Il Censis sottolinea che l’indice armonizzato dei prezzi al consumo è aumentato nel primo semestre del 2022 del 6,7% rispetto al primo semestre dell’anno precedente. Nello stesso periodo, le retribuzioni contrattuali del lavoro dipendente a tempo pieno sono aumentate solo dello 0,7%. L’inflazione però non colpisce solo i redditi fissi o tendenzialmente stabili nel medio periodo, ma incrementa anche la forbice della disuguaglianza tra le diverse componenti sociali: le famiglie meno abbienti si confrontano con un incremento medio dei prezzi pari al 9,8%, mentre per le famiglie più agiate l’aumento è del 6,1%, quasi 4 punti percentuali in meno.
Questa disparità discende dalla diversa dinamica dei prezzi dei beni che pesano in particolare sulle famiglie meno abbienti. Tra il 2012 e il 2021, l’andamento dei prezzi ha riflettuto le conseguenze di una fase deflattiva per l’Italia (in media 0,7% annuo), caratterizzata per lo più da una moderazione salariale che ha rimosso qualsiasi rischio di innesco della spirale prezzi-salari. Secondo il Censis gli attuali livelli di inflazione potrebbero incidere profondamente sul potere d’acquisto delle famiglie.

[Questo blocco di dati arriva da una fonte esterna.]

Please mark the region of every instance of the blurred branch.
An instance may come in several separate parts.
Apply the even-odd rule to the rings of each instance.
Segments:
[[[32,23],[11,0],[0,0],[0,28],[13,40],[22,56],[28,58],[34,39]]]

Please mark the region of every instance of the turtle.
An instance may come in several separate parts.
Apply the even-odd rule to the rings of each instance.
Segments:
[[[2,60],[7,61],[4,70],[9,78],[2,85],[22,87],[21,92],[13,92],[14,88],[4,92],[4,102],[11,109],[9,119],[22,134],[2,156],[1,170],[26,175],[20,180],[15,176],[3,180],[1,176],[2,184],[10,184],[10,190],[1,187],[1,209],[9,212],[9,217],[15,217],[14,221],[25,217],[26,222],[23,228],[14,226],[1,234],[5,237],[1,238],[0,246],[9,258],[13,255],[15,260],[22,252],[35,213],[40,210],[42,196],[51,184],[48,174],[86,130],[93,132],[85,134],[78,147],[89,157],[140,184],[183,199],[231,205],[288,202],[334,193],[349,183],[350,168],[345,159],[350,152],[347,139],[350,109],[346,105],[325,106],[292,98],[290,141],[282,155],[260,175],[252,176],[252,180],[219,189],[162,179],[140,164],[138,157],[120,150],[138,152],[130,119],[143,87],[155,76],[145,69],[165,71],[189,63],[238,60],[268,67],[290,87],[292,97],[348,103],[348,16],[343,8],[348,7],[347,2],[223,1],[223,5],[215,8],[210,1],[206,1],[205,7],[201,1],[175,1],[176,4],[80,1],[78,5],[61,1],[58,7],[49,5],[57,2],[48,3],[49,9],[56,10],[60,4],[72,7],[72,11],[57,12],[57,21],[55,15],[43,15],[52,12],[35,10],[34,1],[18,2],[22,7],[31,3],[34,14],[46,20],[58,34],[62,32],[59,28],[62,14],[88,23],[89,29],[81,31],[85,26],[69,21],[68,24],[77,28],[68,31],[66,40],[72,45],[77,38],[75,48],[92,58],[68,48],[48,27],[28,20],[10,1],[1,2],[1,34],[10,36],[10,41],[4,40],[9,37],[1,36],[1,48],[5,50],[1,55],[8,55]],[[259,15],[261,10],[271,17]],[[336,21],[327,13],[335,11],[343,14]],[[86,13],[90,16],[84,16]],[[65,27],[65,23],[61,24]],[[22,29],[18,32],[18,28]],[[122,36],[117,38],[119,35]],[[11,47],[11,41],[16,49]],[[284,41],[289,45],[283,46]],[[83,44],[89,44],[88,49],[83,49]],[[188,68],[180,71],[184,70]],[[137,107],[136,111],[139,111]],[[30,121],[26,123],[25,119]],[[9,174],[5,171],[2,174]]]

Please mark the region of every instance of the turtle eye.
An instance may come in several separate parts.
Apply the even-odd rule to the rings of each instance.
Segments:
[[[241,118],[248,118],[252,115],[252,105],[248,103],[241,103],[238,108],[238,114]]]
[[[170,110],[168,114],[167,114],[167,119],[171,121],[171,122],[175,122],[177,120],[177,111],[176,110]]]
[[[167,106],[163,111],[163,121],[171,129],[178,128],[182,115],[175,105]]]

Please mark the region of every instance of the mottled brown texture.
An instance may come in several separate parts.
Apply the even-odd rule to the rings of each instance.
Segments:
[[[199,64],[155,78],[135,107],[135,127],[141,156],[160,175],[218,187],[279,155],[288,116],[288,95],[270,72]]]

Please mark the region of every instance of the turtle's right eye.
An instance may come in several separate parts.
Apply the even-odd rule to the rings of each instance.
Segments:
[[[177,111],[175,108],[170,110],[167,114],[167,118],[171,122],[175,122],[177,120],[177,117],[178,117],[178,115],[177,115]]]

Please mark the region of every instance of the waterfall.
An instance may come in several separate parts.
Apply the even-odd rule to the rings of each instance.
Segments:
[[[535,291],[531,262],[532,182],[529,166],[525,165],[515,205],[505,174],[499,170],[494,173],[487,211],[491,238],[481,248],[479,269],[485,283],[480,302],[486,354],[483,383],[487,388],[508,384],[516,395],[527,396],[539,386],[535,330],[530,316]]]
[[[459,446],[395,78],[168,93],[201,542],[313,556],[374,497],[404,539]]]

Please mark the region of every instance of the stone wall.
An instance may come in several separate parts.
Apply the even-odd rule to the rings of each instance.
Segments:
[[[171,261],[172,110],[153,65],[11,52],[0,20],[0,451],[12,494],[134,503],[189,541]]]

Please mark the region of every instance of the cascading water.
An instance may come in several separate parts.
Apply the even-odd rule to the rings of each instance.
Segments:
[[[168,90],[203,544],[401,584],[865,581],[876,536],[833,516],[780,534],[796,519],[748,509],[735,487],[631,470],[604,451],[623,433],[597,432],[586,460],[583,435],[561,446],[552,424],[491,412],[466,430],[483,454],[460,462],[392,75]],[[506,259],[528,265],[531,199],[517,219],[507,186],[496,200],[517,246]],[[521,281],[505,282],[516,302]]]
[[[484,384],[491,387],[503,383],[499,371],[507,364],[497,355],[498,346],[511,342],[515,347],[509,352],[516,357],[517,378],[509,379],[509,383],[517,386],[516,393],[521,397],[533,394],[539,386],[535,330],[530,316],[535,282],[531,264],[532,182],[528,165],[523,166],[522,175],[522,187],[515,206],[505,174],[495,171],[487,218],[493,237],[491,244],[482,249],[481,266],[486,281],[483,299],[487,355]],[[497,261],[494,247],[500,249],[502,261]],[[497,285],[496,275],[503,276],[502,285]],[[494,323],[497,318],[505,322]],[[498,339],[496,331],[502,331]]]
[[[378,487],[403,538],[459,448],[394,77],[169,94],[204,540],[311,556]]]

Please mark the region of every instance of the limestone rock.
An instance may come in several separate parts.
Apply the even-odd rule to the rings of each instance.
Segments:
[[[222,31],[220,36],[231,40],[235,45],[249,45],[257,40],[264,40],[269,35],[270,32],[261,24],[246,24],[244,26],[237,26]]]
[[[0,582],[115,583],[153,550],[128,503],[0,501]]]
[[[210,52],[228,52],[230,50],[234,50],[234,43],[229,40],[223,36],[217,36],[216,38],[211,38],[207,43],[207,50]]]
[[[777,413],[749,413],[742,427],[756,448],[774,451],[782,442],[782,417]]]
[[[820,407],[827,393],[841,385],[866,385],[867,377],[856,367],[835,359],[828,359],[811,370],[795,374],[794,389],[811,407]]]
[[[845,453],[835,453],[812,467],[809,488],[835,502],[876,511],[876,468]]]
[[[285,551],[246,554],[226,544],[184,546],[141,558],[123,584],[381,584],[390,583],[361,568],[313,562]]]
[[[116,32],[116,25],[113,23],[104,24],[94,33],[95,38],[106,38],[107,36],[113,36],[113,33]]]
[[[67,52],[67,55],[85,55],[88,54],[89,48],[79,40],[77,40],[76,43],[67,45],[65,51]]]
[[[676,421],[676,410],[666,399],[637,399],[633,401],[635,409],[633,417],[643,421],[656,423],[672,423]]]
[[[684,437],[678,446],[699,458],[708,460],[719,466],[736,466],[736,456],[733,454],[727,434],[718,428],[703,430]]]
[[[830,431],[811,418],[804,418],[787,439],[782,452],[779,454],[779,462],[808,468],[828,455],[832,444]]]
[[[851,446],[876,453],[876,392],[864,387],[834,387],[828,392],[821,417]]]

Tra le maggiori fonti di preoccupazione per le famiglie italiane c’è la crisi energetica. Dal rapporto emerge: per il 33,4%, e la percentuale arriva al 43% tra le famiglie in una bassa condizione socio-economica, le più colpite dall’aumento dei costi incomprimibili. Il 6,5% delle famiglie italiane era in ritardo con il pagamento delle bollette (dato in linea con la media europea) nel 2021. Molto numerosi sono gli italiani che dichiarano di non riuscire a riscaldare in modo adeguato la propria casa: l’8,1% delle famiglie, un dato superiore di 1,2 punti percentuali al dato europeo.
Si legge nel rapporto che ben il 61,1% degli italiani teme che possa scoppiare un conflitto mondiale e il 57,7% che l’Italia possa entrare in guerra. In generale, secondo lo studio, il 66,5% degli italiani si sente insicuro. I più importanti rischi globali percepiti sono: la guerra (46,2%), la crisi economica (45,0%), virus letali e nuove minacce biologiche alla salute (37,7%), l’instabilità dei mercati internazionali (26,6%), gli eventi atmosferici catastrofici (24,5%), gli attacchi informatici su vasta scala (9,4%).
“Se quella del 2020 non sembra un’Italia sull’orlo di una crisi di nervi – ha detto nel corso della presentazione del rapporto Massimiliano Valerii, direttore generale del Censis – oggi invece si paga un prezzo dell’irruzione della storia nelle nostre piccole storie e quei meccanismi proiettivi hanno perso presa sulla società e forza di orientamento nei comportamenti collettivi”.